Is there an ideal size for a social group? The answer, of course, depends on the group`s purpose.
II. Find in the text the definitions of:
group dynamics;
instrumental leadership;
expressive leadership;
an arithmetic increase;
a geometric increase.
III. Answer the following questions.
How do social groups vary?
What are the ways by which a person may be recognized as a leader?
Is there a category of people who might be considered as ‘natural leaders’?
What is the difference between instrumental and expressive leaders?
What do large social groups tend to develop?
What group do you think is regarded to be an ideal one?
Characterize in brief.
The core of group dynamics.
An ideal social group.
The importance of group size.
The group polarization phenomenon.
V. Choose the qualities you think to be necessary for an ideal leader:
emotional, aggressive, active, brave, clever, strong, intuitive, tall, handsome, good with money, mechanically-minded, tender.
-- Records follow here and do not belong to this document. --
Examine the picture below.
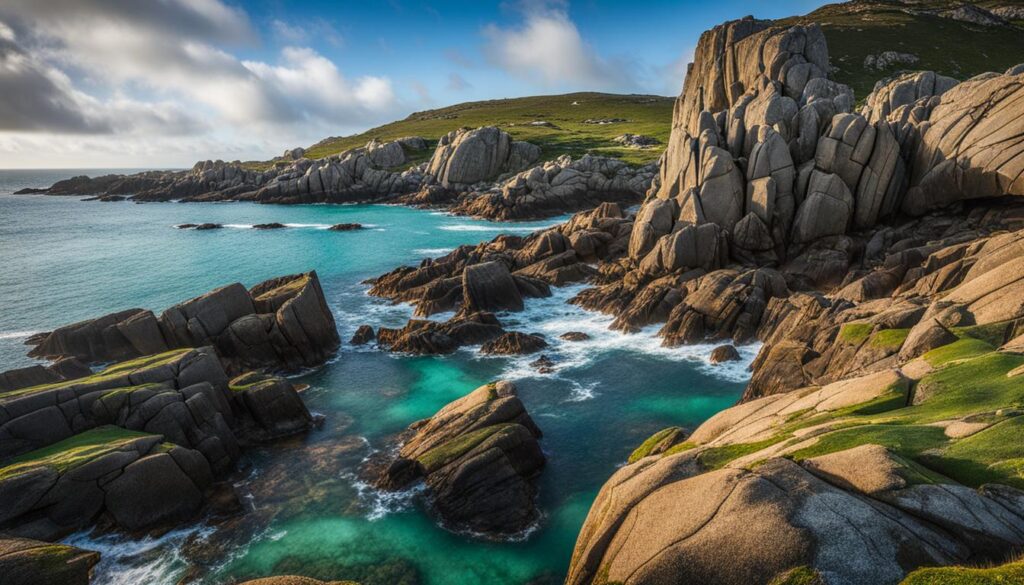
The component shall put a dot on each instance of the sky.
(165, 83)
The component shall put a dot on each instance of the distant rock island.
(876, 253)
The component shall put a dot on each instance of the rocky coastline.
(479, 172)
(877, 255)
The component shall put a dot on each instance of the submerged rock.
(345, 226)
(364, 334)
(514, 343)
(478, 457)
(724, 353)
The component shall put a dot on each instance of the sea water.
(309, 505)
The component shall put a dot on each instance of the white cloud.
(458, 83)
(548, 49)
(134, 69)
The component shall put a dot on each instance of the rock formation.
(558, 186)
(481, 172)
(283, 323)
(466, 157)
(478, 457)
(27, 561)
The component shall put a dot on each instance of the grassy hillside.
(648, 115)
(857, 29)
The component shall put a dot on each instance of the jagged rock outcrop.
(465, 157)
(478, 457)
(136, 478)
(701, 511)
(558, 186)
(282, 323)
(496, 276)
(27, 561)
(179, 393)
(64, 369)
(971, 147)
(271, 407)
(514, 343)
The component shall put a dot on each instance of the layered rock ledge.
(478, 457)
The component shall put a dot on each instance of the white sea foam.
(16, 334)
(553, 316)
(493, 227)
(380, 503)
(432, 251)
(137, 560)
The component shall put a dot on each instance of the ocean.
(309, 506)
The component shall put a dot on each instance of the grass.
(855, 333)
(73, 451)
(992, 455)
(448, 452)
(908, 441)
(652, 441)
(890, 339)
(867, 28)
(994, 334)
(1009, 574)
(113, 372)
(718, 457)
(962, 349)
(800, 576)
(648, 115)
(970, 383)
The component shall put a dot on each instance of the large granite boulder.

You may expand the list. But give reasons of your choice.
VI. Read the text and state its general idea.
In-groups and Out-groups
By the time children are in the early grades of school, much of their activity takes place within social groups. They eagerly join some groups, but avoid - or are excluded from - others. Based on sex as a master status, for example, girls and boys often form distinct play groups with patterns of behaviour culturally defined as feminine and masculine.
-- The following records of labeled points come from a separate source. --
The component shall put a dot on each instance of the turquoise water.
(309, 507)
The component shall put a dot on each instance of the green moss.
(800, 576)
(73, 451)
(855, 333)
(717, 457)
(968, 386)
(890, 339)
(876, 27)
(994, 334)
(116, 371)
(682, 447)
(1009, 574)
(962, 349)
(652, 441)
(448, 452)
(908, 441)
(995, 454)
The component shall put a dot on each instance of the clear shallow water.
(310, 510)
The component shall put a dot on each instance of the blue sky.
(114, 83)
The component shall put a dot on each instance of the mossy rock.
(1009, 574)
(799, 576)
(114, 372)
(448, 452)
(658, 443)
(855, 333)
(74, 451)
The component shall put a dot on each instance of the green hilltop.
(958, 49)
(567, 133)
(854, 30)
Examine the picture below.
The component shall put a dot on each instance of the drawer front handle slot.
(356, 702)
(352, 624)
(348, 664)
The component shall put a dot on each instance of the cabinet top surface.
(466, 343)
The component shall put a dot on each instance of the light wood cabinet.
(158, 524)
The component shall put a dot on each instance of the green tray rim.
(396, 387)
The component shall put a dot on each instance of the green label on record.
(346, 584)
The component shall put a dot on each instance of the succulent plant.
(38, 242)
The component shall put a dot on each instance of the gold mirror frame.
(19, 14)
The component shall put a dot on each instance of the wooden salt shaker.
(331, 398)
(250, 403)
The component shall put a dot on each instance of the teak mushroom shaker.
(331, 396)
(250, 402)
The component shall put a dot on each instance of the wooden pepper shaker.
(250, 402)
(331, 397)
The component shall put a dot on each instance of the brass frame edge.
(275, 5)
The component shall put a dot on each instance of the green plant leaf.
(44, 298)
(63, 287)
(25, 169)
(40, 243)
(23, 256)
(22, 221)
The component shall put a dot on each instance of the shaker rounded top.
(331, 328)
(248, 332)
On the basis of sex, employment, family ties, personal tastes, or some other category, people often identify others positively with one social group while opposing other groups. Across the United States, for example, many high school students wear jackets with the name of their school on the back and place school decals on their car windows to symbolize their membership in the school as a social group. Students who attend another school may be the subject of derision simply because they are members of a competing group.
This illustrates the general process of forming in-groups and out-groups. An in-group is a social group with which people identify and toward which they feel a sense of loyalty. An in-group exists in relation to an out-group, which is a social group with which people do not identify and toward which they feel a sense of competition or opposition. Defining social groups this way is commonplace. A sports team is an in-group to its members and an out-group to members of other teams. The Democrats in a certain community may see themselves as an in-group in relation to Republicans. In a broader sense, Americans share some sense of being an in-group in relation to Russian citizens or other nationalities. All in-groups and out-groups are created by the process of believing that “we” have valued characteristics that “they” do not.
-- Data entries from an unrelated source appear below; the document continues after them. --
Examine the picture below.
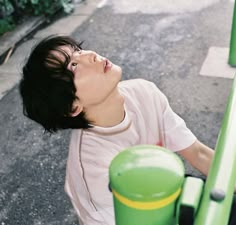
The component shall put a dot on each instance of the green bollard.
(232, 50)
(146, 181)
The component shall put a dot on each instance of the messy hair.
(47, 86)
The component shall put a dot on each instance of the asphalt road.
(154, 41)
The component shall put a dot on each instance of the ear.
(77, 109)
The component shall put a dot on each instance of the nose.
(91, 56)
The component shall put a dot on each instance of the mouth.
(107, 65)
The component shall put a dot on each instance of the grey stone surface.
(166, 48)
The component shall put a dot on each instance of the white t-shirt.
(148, 120)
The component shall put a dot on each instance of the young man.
(64, 87)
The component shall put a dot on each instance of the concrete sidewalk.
(166, 47)
(10, 71)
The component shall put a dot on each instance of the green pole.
(218, 193)
(232, 50)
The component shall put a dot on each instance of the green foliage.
(12, 12)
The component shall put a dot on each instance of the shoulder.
(138, 85)
(141, 88)
(139, 82)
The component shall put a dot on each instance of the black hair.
(47, 87)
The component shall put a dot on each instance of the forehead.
(62, 52)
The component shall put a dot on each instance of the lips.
(107, 65)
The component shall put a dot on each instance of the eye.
(73, 66)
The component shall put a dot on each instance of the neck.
(108, 113)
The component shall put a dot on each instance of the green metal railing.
(217, 197)
(232, 50)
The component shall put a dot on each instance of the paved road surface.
(155, 40)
This process serves to sharpen the boundaries among social groups, giving people a clearer sense of their location in a world of many social groups. It also heightens awareness of the distinctive characteristics of various social groups, though not always in an accurate way. Research has shown, however, that the members of in-groups hold unrealistically positive views of themselves and unfairly negative views of various out-groups. Ethnocentrism, for example, is the result of overvaluing one's own way of life, while simultaneously devaluing other cultures as out-groups.